5 Reasons Why Mowing Wet Grass Is Bad

Mowing Wet Grass

To mow, or not to mow, that is the question. Fortunately, there’s no need for deep philosophical thinking when questioning whether to mow a wet lawn – the answer is no! Attempting to mow your yard in wet conditions can lead to a mess of unintended consequences. It’s better to leave the lawn care to a professional lawn care company!

Pushing a lawnmower over wet grass and dirt is much more physically intensive, but that’s not the biggest problem. It can also lead to poor turf health, unattractive and uneven results, equipment damage, and even personal safety risks. Although finding time for mowing is a challenge, there are several reasons why it’s best to wait it out till your yard has dried out.

1.  Cutting wet grass can be bad for lawn health.

The two primary reasons to mow a lawn are improving appearances and maintaining good turf health – right? Well, mowing wet grass can do just the opposite. Running the mower over damp grass (even with sharp mower blades) is more likely to tear grass blades rather than cut them cleanly. Pulling and tearing grass blades weakens them, making them vulnerable to disease and fungal invasions. Torn grass blades are also susceptible to browning and thinning out.

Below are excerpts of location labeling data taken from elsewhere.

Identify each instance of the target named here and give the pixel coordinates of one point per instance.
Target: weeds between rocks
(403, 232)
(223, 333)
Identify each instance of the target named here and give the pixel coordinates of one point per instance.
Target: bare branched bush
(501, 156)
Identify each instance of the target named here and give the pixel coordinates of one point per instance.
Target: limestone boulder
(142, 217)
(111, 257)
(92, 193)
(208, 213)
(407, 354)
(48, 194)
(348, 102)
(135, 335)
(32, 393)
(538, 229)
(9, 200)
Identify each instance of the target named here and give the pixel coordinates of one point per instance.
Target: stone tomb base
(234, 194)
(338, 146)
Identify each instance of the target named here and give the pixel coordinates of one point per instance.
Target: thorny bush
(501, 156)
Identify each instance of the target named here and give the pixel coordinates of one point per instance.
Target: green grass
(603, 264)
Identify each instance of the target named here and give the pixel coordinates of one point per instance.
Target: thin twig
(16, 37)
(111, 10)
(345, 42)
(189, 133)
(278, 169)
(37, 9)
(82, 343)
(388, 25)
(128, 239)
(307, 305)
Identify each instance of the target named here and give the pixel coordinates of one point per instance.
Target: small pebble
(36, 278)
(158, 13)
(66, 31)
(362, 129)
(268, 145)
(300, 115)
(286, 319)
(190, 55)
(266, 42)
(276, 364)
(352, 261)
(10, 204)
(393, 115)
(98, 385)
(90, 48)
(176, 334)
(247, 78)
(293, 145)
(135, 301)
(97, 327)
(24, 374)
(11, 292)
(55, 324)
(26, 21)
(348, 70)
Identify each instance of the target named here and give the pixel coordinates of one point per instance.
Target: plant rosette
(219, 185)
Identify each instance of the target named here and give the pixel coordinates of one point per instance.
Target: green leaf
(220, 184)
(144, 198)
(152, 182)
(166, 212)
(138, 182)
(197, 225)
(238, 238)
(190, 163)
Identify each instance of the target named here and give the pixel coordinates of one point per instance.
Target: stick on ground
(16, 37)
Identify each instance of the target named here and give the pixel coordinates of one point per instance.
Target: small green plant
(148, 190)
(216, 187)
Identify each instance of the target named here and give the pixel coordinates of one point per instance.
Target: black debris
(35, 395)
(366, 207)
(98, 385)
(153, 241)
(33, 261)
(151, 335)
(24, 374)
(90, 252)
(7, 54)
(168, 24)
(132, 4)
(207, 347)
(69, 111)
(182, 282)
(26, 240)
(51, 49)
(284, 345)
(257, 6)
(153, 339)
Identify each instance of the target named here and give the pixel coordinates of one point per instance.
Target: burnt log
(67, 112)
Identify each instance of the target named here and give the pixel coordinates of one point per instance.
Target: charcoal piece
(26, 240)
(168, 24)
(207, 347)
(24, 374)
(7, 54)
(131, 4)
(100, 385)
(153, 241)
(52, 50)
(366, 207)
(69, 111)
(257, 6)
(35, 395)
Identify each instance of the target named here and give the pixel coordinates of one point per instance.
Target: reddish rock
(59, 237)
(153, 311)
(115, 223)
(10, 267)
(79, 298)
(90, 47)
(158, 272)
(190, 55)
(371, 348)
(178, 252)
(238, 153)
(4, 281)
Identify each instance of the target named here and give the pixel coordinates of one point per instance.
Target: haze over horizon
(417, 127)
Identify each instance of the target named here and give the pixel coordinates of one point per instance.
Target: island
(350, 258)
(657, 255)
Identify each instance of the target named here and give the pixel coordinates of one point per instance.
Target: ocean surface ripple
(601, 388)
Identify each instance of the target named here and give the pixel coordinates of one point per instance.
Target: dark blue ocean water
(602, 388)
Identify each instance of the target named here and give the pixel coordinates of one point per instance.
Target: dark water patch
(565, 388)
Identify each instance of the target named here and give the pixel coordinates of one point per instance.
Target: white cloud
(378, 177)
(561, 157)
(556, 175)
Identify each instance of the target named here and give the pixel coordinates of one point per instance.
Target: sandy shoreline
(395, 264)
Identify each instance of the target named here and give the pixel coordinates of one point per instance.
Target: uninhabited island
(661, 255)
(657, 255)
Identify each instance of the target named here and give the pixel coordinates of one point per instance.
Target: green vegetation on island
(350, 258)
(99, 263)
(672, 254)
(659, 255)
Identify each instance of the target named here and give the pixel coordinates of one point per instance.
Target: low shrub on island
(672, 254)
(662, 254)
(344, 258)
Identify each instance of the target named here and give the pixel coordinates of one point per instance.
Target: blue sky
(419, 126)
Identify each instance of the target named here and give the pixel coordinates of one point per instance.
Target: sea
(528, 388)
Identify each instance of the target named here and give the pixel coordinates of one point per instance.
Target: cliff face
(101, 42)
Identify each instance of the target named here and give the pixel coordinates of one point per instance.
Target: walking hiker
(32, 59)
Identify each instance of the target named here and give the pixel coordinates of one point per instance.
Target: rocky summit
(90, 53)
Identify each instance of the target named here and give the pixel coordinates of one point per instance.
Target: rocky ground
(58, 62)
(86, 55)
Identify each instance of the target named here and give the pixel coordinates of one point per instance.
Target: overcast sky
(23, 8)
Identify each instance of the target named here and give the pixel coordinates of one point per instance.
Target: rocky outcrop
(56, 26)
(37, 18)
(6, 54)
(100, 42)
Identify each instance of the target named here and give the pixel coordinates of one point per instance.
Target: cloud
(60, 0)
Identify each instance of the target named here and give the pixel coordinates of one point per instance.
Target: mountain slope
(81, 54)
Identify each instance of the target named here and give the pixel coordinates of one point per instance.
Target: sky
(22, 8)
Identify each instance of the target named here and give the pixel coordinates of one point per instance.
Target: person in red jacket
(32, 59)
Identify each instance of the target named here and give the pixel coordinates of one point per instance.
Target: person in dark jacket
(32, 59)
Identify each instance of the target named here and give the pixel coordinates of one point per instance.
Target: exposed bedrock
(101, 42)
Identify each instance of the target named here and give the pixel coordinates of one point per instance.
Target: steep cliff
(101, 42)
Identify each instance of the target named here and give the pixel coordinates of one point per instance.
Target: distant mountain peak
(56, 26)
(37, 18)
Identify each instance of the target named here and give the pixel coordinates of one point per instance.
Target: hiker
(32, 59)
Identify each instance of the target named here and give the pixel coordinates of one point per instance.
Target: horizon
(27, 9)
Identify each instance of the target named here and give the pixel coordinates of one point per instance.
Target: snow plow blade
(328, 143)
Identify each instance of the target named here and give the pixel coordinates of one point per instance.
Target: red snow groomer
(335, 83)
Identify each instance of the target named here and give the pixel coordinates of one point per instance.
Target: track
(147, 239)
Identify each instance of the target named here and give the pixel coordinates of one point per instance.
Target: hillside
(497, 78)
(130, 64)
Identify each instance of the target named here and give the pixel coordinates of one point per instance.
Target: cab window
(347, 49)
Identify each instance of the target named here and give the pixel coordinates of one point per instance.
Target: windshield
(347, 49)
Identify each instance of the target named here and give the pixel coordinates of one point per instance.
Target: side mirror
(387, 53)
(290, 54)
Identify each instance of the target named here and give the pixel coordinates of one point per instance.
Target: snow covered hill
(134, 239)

In addition, fungi, weeds, and diseases prefer wet environments and often grow in grasses with excess moisture. Mowing in these wet conditions can spread these diseases and fungi all over your yard. Not to mention, damp grass clippings form large matted clumps that remain wet for some time when left on the lawn blocking airflow and encouraging fungal growth.

As if all this weren’t bad enough, wet grass clippings stick to the underside of the mower and can cause mold to grow. This mold can then spread to your grass the next time you bring the mower out to the yard. Mold is a serious issue so be sure to contact Signal Hygiene if you are having any problems with mold in your home. Essentially, mowing on wet grass can lead to many lawn health issues that are much better left avoided, so speak with a lawn care specialist to learn about you lawn needs!

2.  Mowing a wet lawn can damage your soil.

When the ground is soaked through, any activity on our grass can lead to sunken ruts in the soil. Walking can leave foot imprints, furniture set out can leave holes, and heavy lawn equipment like mowers can leave behind wheel tracks in the dirt.

These wheel ruts are not only unattractive, but they can also create issues for your soil. Sunken wheel tracks can compact your soil, damage roots, and impede healthy grass

growth. To avoid making these divots in your yard, have a landscape drainage contractor Downers check the soil for muddy or soft conditions. If your feet sink into the ground, you better believe your mower will too!

3.  Wet grass can damage your mower.

Wet grass can clump and stick to a mower deck like bubble gum on a shoe. These wet grass clippings can clog the mower disrupting the blades and vacuum, causing it to function poorly. Between choking on wet clippings and a building blockage, the mower is likely to overwork itself until it’s forced to shut down.

Sucking up moisture from the wet grass can also create issues in your mower’s fuel tank. Without an appropriate fuel stabilizer, excess moisture in the gas tank can contaminate any leftover fuel and cause corrosion. All this trouble boils down to an expensive lawn equipment replacement cost that could’ve been avoided.

4.  Grass often looks messy and unattractive after a wet cut.

Mowing your yard can be a time-consuming and overwhelming chore, but the reward of a neat and gleaming lawn makes it worth it. Imagine the frustration of pushing and lugging your mower around for an end result of sloppy, uneven grass. Unfortunately, this is typically the case after mowing wet grass.

Wet grass is both slippery and laden down with water making it hang closer to the ground. Attempting to cut grass while in this state leads to a rough and uneven cut. To achieve a neat clean cut, wait for grass blades to dry and return to their standing upright form. If you choose to mow through the moisture, you’ll likely need to get back out to cut very soon again to remedy the unkempt and uneven trim.

5.  Mowing wet grass can be dangerous.

Finally, mowing wet grass can be a safety hazard. Damp grass is notoriously slippery, and just imagine slipping and falling while pushing a 100-pound running machine! The risk of injury is even higher when using an electric mower. Whether corded or not, lawnmowers that run on electricity have the potential to cause an electric shock when exposed to wet conditions. Although it can be tough to find the time to mow your yard, and it’s frustrating when your grass is wet in the time you allotted for the chore, the risk is simply not worth it. Mowing your grass while it’s wet poses a threat to your lawn, soil, and personal health. Do yourself a favor and wait for the sunshine to soak up all the water from your yard before you try to mow.